VMware vSphere Kubernetes Service VMware NSX

Issue/Introduction

A newly create Guest cluster Control Plane node hangs during bootstrap initialization.

The status of the machine object remains Provisioned.

Inside the node, /var/log/cloud-init-output.log shows repeated connection timeouts or OpenSSL SSL_connect: SSL_ERROR_SYSCALL errors when attempting to reach the Supervisor VIP (Kubernetes API).

Standard connectivity tests (small ping) may succeed, but TLS handshakes fail.

Prerequisite checks:

Use the following checks to validate the MTU and isolate the failure domain.

Phase 1 - Verify Issue from the Control Plane Node (Guest OS) by perfomring a ping test to determine if large packets are being dropped.

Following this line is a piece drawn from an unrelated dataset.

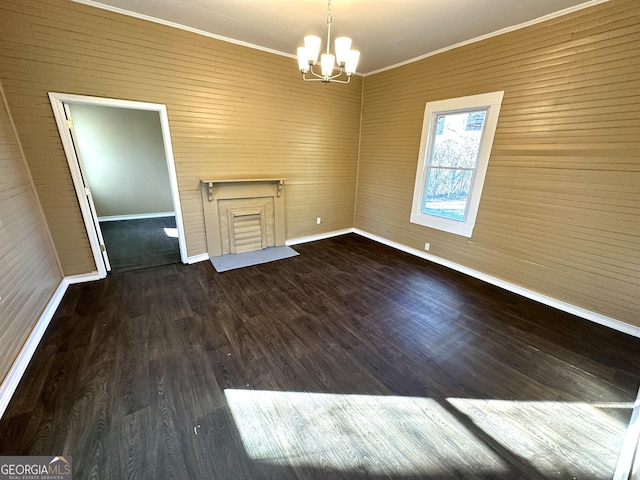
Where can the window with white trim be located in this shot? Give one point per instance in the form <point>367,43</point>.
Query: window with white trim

SSH into the failing Control Plane node using the username - vmware-system-user.

Then test connectivity with a Standard payload (Total size 1500 bytes):

ping -c 4 -M do -s 1472 <Supervisor_VIP_IP>

Result: If this fails (100% loss), packet fragmentation is occurring.

Test connectivity with a Reduced payload (Total size 1400 bytes):

ping -c 4 -M do -s 1372 <Supervisor_VIP_IP>

Result: If this succeeds, the issue is confirmed as MTU restriction.

Phase 2 - Isolate the Physical Bottleneck (ESXi Host)
Use vmkping to determine if the issue is local (Host Uplink) or remote (Path to Edge).

1. Identify IPs:

Local TEP Gateway: Run 'esxcli network ip route ipv4 list -N vxlan' to find the gateway for the vxlan stack.

Destination Edge TEP: In NSX Manager, go to System > Fabric > Nodes > Edge Transport Nodes > [Node] > Tunnels to find the Edge TEP IP.

2. Test Local Uplink Support (Source Check)
Verify your ESXi host can put a large packet on the wire.

Note - '-s 1572' = 1600 Bytes Total (Jumbo Frame check)

vmkping ++netstack=vxlan -I vmk10 -s 1572 -d <Local_TEP_Gateway_IP>

Success: Local Physical Switch and Host NIC are correctly configured for Jumbo Frames.

Failure: The issue is the local physical switch port.

3. Test Path to Edge Node (Destination Check)
Verify the packet can reach the Edge Node where the Supervisor VIP lives.

vmkping ++netstack=vxlan -I vmk10 -s 1572 -d <Edge_TEP_IP>
Failure: Confirms the physical network drops Jumbo Frames somewhere between the Host and the Edge Node.

 

 

Environment

VCF 9.0.1

VMware NSX-T Data Center 

VKS 3.4.1+v1.33

Cause

The issue is caused by a path MTU (Maximum Transmission Unit) Mismatch.
NSX-T uses Geneve encapsulation, which adds approximately 100 bytes of overhead to every packet.
A standard 1500-byte payload sent by a TKG VM becomes ~1600 bytes on the physical wire.

If the physical network path between the Workload ESXi Host TEPs and the NSX Edge Node TEPs does not support Jumbo Frames (MTU 1600+), these large packets are dropped silently.

Resolution

Configure the physical network devices (Switches and Routers) between the ESXi TEP VLAN and Edge TEP VLAN to support MTU of 1600 or Jumbo Frames (MTU 9000).